Correlations between glaucoma progression and OSA-associated parameters

To analyze sequential structural changes through OCT-angiography, VD/RNFL/GCC slopes were compared with OSA-associated parameters. Because of the nonnormal distribution of VD/RNFL/GCC slopes, Spearman’s rank correlation coefficient was calculated. Table 5 lists Spearman’s rank correlation coefficients related to the GCC slope with OSA-associated parameters. In the NTG subgroup, the AHI was negatively correlated with the GCC slope (r = −.584, P = .046). Significance was not observed with VD/RNFL in the NTG subgroup or with VD/GCC/RNFL in the HTG and overall glaucoma group.

Table 5.

—Correlations of ganglion cell complex slope with OSA-related parameters.

	Mean ± SD	ρ	P Value
NTG (n = 12)
NC (cm)	35.2 ± 3.2	0.030	.926
BMI (kg/m²)	22.6 ± 2.5	0.293	.355
AHI (events/h)	27.3 ± 18.1	−0.584	.046^*
ODI	20.8 ± 16.5	−0.452	.140
Mean SaO₂ (%)	95.2 ± 2.5	0.488	.108
HTG (n = 19)
NC (cm)	39.0 ± 3.8	0.396	.093
BMI (kg/m²)	25.8 ± 4.5	0.423	.071
AHI (events/h)	32.0 ± 25.8	0.273	.257
ODI	24.7 ± 26.8	0.347	.145
Mean SaO₂ (%)	94.7 ± 1.5	−0.305	.204
Glaucoma (n = 31)
NC (cm)	37.5 ± 4.0	0.181	.330
BMI (kg/m²)	24.6 ± 4.2	0.306	.094
AHI (events/h)	30.2 ± 22.9	−0.123	.510
ODI	23.2 ± 23.1	0.026	.889
Mean SaO₂ (%)	94.9 ± 1.9	0.131	.482

Open in a new tab

P < .05, Spearman’s rank correlation coefficient. AHI = apnea–hypopnea index, BMI = body mass index, HTG = high tension glaucoma, NC = neck circumference, NTG = normal tension glaucoma, ODI = oxygen desaturation index, SaO₂ = arterial oxyhemoglobin saturation.

DISCUSSION

The results of our study demonstrated that glaucoma was strongly associated with the risk of moderate-to-severe OSA (AHI ≥ 15 events/h), and functional progression in the overall glaucoma group and the HTG subgroup was positively correlated with OSA severity.

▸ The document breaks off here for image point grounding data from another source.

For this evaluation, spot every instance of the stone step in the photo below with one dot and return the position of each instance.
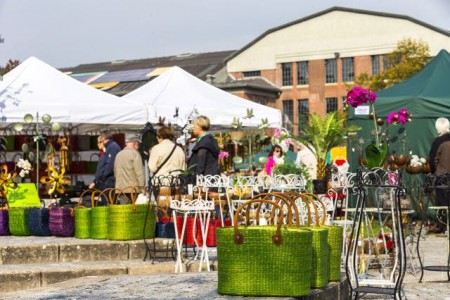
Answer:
(31, 262)
(26, 250)
(28, 276)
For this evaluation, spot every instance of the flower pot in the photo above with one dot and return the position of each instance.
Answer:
(320, 186)
(401, 160)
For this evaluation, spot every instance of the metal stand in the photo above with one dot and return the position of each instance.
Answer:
(434, 182)
(358, 267)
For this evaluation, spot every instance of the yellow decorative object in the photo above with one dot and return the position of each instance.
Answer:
(55, 181)
(6, 180)
(64, 151)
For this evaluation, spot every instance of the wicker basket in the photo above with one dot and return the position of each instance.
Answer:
(82, 222)
(321, 251)
(38, 221)
(4, 226)
(127, 221)
(99, 216)
(264, 260)
(62, 222)
(334, 240)
(17, 219)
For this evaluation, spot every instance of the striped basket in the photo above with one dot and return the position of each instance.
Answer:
(82, 222)
(62, 222)
(4, 226)
(126, 221)
(38, 221)
(18, 224)
(264, 260)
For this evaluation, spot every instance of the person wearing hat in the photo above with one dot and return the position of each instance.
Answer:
(129, 169)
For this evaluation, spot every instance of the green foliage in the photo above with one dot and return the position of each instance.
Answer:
(407, 59)
(290, 167)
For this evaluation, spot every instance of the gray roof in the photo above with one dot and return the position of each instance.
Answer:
(336, 8)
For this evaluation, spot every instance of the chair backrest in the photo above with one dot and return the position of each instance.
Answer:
(281, 182)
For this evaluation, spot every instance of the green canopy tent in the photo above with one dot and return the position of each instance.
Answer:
(426, 96)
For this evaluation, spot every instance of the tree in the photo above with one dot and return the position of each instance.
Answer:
(11, 64)
(407, 59)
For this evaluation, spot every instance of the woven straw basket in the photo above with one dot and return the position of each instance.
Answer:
(264, 260)
(17, 220)
(99, 217)
(127, 221)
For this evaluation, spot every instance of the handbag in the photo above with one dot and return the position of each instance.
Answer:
(252, 257)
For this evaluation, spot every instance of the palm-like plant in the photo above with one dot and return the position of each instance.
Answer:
(321, 135)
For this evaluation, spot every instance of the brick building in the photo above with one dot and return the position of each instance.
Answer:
(310, 60)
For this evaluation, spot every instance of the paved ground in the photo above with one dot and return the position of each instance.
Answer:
(204, 285)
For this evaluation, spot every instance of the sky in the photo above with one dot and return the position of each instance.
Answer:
(66, 33)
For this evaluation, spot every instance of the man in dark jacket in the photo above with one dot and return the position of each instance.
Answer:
(104, 175)
(439, 158)
(205, 154)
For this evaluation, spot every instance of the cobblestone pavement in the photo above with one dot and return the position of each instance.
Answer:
(204, 285)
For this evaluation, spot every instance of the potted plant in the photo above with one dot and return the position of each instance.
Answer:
(320, 135)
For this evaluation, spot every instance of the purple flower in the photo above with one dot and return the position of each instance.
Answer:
(372, 96)
(358, 96)
(392, 117)
(223, 154)
(403, 115)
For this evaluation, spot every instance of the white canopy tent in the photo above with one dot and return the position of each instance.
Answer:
(177, 88)
(36, 88)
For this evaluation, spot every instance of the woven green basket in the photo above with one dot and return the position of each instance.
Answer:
(335, 240)
(126, 221)
(82, 222)
(99, 222)
(320, 257)
(259, 268)
(18, 221)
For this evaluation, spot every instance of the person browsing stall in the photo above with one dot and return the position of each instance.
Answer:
(166, 158)
(205, 153)
(129, 169)
(104, 175)
(274, 158)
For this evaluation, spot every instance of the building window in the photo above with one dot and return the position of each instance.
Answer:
(375, 65)
(286, 72)
(302, 72)
(348, 72)
(288, 114)
(303, 110)
(331, 104)
(252, 74)
(330, 71)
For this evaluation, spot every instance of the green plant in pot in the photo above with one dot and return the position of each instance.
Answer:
(320, 135)
(290, 167)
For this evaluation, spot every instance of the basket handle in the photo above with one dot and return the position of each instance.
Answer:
(313, 198)
(277, 239)
(292, 196)
(282, 199)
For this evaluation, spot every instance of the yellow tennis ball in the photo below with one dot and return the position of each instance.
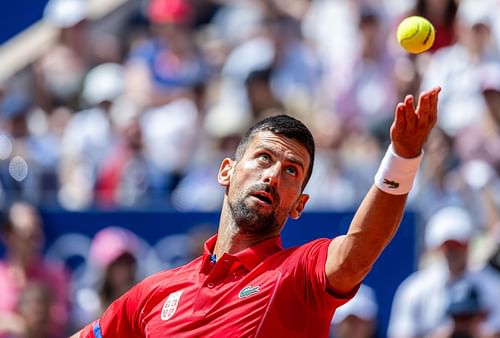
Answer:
(416, 34)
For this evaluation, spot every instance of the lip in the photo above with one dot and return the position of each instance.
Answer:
(263, 196)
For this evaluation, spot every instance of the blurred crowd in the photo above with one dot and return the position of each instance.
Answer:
(140, 115)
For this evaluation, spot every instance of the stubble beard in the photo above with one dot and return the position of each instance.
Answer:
(251, 220)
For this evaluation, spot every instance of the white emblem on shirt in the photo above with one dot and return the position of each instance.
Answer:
(170, 305)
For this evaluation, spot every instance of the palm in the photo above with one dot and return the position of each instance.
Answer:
(411, 126)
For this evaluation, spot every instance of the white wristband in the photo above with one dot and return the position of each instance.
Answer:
(396, 174)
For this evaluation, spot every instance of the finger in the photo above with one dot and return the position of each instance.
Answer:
(423, 108)
(410, 116)
(400, 118)
(433, 105)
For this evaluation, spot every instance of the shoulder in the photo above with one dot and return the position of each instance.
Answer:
(163, 278)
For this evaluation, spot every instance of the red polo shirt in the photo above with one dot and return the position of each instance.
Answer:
(262, 291)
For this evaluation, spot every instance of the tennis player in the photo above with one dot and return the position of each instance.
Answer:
(246, 284)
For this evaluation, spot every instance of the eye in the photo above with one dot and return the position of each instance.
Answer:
(264, 157)
(291, 171)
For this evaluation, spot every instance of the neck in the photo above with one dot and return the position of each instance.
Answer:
(232, 239)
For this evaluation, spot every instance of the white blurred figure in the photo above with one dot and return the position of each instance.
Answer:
(60, 71)
(89, 135)
(113, 258)
(419, 305)
(456, 68)
(358, 317)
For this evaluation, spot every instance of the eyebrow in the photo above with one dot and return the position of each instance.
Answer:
(291, 159)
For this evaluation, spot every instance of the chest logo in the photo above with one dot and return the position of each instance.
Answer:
(248, 291)
(170, 305)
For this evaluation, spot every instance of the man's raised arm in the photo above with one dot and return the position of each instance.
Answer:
(351, 257)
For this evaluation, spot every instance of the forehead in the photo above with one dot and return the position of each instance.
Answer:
(280, 144)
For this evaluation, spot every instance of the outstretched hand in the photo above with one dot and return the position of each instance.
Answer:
(411, 126)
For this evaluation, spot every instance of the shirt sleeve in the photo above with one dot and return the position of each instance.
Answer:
(121, 318)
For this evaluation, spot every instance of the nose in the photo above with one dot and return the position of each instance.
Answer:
(271, 175)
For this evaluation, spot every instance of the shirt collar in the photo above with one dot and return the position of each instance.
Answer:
(252, 256)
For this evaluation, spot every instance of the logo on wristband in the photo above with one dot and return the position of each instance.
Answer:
(391, 184)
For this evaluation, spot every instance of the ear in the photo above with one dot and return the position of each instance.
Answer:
(299, 206)
(225, 171)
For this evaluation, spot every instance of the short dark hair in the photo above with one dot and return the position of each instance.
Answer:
(281, 125)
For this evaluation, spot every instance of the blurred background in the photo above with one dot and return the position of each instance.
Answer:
(115, 115)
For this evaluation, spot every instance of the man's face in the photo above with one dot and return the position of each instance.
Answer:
(264, 187)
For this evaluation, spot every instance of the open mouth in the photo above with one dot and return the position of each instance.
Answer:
(264, 197)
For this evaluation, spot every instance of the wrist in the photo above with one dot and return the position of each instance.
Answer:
(396, 174)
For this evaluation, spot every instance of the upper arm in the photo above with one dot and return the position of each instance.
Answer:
(122, 316)
(351, 257)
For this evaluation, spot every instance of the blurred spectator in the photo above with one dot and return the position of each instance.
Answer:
(126, 177)
(30, 159)
(113, 259)
(466, 311)
(358, 317)
(169, 64)
(34, 308)
(364, 84)
(480, 140)
(89, 135)
(60, 72)
(456, 68)
(23, 264)
(419, 305)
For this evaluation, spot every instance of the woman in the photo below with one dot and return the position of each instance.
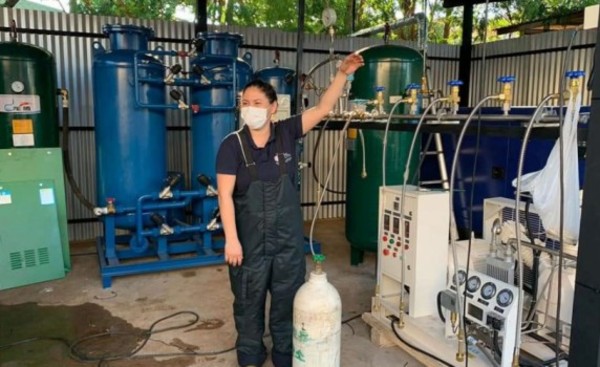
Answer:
(260, 212)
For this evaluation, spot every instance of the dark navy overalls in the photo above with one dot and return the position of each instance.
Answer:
(270, 229)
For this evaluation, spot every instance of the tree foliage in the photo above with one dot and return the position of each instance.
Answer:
(445, 25)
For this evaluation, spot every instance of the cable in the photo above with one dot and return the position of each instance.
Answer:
(320, 201)
(459, 309)
(351, 318)
(562, 191)
(417, 348)
(314, 160)
(79, 356)
(517, 206)
(405, 182)
(67, 156)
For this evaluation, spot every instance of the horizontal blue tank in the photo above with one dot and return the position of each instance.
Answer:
(130, 140)
(223, 76)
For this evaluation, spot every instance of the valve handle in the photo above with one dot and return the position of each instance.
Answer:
(175, 94)
(176, 69)
(157, 219)
(574, 74)
(507, 79)
(174, 179)
(203, 180)
(319, 258)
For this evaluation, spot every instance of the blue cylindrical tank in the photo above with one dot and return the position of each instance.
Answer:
(223, 77)
(130, 140)
(285, 83)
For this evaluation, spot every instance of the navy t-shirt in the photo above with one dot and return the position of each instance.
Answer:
(230, 160)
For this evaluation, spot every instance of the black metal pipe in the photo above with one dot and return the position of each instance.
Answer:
(201, 16)
(464, 68)
(300, 46)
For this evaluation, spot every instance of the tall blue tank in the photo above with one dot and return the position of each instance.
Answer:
(223, 75)
(130, 140)
(285, 83)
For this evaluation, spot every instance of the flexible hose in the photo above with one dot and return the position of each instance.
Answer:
(67, 156)
(363, 173)
(404, 183)
(459, 292)
(562, 194)
(320, 201)
(314, 160)
(518, 230)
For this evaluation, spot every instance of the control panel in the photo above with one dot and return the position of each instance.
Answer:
(415, 231)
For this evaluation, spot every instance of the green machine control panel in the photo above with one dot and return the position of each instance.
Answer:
(33, 232)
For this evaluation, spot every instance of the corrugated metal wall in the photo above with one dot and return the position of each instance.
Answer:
(536, 61)
(70, 39)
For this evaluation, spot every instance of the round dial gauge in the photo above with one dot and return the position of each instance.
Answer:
(488, 290)
(328, 17)
(462, 276)
(504, 298)
(473, 284)
(17, 86)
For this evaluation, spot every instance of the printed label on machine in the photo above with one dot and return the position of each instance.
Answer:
(16, 103)
(284, 109)
(395, 99)
(5, 197)
(46, 196)
(23, 140)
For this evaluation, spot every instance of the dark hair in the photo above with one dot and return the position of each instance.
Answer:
(264, 87)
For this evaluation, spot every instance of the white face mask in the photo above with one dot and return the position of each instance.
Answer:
(254, 117)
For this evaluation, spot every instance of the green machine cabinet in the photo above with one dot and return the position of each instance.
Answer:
(34, 245)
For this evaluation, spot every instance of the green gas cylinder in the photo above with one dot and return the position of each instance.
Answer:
(28, 97)
(388, 70)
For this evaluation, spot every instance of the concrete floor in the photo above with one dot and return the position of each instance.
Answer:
(78, 306)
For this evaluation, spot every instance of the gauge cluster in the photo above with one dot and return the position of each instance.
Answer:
(485, 295)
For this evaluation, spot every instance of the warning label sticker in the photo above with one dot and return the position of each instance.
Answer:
(16, 103)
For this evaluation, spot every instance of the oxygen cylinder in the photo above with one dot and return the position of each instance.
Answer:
(317, 323)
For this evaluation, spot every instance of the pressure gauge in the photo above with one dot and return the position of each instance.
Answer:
(488, 290)
(504, 298)
(17, 86)
(462, 276)
(328, 17)
(473, 283)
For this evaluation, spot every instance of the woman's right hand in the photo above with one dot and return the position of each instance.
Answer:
(233, 253)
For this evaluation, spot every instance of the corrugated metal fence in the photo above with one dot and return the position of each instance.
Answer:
(70, 39)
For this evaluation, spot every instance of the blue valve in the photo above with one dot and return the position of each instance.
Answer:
(574, 74)
(507, 79)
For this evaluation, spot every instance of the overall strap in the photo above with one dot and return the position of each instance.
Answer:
(280, 157)
(243, 137)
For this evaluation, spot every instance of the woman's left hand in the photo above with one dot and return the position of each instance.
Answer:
(351, 63)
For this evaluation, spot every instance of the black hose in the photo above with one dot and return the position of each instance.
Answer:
(439, 307)
(417, 348)
(314, 160)
(534, 270)
(67, 157)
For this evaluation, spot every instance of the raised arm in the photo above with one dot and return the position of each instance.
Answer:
(312, 116)
(233, 248)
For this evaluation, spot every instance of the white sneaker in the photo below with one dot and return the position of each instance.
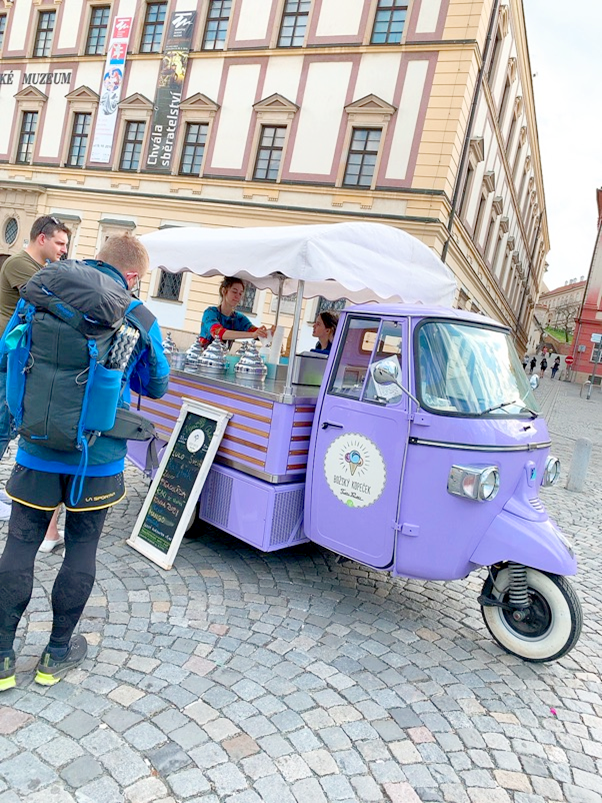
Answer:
(4, 512)
(47, 545)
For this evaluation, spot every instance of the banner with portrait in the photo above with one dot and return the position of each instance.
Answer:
(110, 93)
(169, 92)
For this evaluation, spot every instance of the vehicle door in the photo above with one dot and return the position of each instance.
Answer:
(359, 444)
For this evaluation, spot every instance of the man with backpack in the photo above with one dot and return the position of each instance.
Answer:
(87, 480)
(48, 242)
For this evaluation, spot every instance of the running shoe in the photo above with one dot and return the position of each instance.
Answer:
(50, 670)
(4, 511)
(47, 545)
(7, 672)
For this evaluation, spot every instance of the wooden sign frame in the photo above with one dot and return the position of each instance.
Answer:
(138, 539)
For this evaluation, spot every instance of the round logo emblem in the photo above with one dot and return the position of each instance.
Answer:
(195, 441)
(355, 470)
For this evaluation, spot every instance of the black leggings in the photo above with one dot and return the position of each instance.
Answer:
(74, 581)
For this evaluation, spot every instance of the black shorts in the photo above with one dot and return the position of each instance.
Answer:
(45, 491)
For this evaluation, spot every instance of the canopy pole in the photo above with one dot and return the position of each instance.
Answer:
(288, 390)
(281, 280)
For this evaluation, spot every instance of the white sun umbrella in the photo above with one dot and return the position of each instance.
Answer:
(358, 261)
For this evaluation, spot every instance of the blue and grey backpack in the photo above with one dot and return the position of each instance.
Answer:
(60, 390)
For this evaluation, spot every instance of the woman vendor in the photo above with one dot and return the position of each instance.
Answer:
(325, 326)
(223, 322)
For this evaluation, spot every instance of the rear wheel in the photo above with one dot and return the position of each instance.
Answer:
(553, 621)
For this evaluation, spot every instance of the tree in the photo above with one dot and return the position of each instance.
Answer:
(564, 319)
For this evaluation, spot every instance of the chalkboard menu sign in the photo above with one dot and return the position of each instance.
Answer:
(175, 490)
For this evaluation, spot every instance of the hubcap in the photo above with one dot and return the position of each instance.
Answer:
(537, 618)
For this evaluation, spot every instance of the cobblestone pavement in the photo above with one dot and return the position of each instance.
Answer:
(244, 677)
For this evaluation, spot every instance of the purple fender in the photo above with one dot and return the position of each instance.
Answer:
(537, 544)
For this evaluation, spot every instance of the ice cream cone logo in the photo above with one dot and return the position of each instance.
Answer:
(355, 460)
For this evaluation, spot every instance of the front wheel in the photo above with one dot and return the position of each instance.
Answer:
(553, 622)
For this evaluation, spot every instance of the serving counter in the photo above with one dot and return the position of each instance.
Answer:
(268, 434)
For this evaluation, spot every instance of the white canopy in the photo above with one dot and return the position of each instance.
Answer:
(358, 261)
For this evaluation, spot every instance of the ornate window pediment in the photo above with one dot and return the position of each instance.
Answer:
(489, 180)
(136, 102)
(276, 103)
(371, 104)
(29, 94)
(477, 149)
(200, 103)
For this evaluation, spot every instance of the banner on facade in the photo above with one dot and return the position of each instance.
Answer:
(110, 93)
(169, 92)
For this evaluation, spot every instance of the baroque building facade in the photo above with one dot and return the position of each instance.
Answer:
(414, 113)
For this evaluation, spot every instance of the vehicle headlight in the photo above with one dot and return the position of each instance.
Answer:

Glaucoma, which is the leading cause of blindness, is a broad-spectrum disease characterized by chronic progressive neurodegeneration, and its diagnostic criteria include functional and structural examination. Although VF examination remains the gold standard²⁹ for evaluating optic nerve function, structural examination through OCT-angiography was designed for the quantitative and qualitative evaluation of the optic nerve peripapillary RNFL, macular GCC, and microcirculation characteristics. To our knowledge, glaucoma has a circadian rhythm; nocturnal changes in IOP have been demonstrated in glaucoma.³⁰^–³² The causes of optic nerve head hypoperfusion have been implicated in the pathogenesis of glaucoma.¹⁵ OSA is closely related to increased oxidative stress and impaired autoregulation.⁷ Desaturation in OSA might aggravate the IOP nocturnal spike during sleep,¹⁵^,³³ and the comorbidity of OSA in patients glaucoma is critical not only because of the high prevalence but also the interaction of 2 diseases.³⁴^–³⁷

The first aim of our study was to identify the higher prevalence of OSA in participants with glaucoma. Although several retrospective studies have demonstrated RNFL thinning and higher prevalence of glaucoma in patients with OSA, there is a paucity of prospective evaluations of the impact of OSA on patients with glaucoma. In the present study, the baseline demographics of patients with glaucoma were similar to those of controls, with no difference noted in other possible predisposing factors of OSA, including sex, age, BMI, and neck circumference. In addition, the disease severity of the glaucoma subgroups was similar at baseline. As for moderate-to-severe OSA (AHI ≥ 15 events/h), the glaucoma group failed to exhibited a significantly higher prevalence compared with controls after correcting the type I error. However, when demographics, PSG data, ocular examination, and microvasculature were considered covariates in a binomial logistic regression, the presence of glaucoma (P = .048) and the male sex (P = .028) were strongly associated with moderate-to-severe OSA (AHI ≥ 15 events/h) (Table 3). Supported by previous literature,³⁸^,³⁹ our prospective study firmly confirmed the hypothesis that OSA was not uncommon in the population with glaucoma, and moreover, the presence of glaucoma increased the risk of moderate-to-severe OSA.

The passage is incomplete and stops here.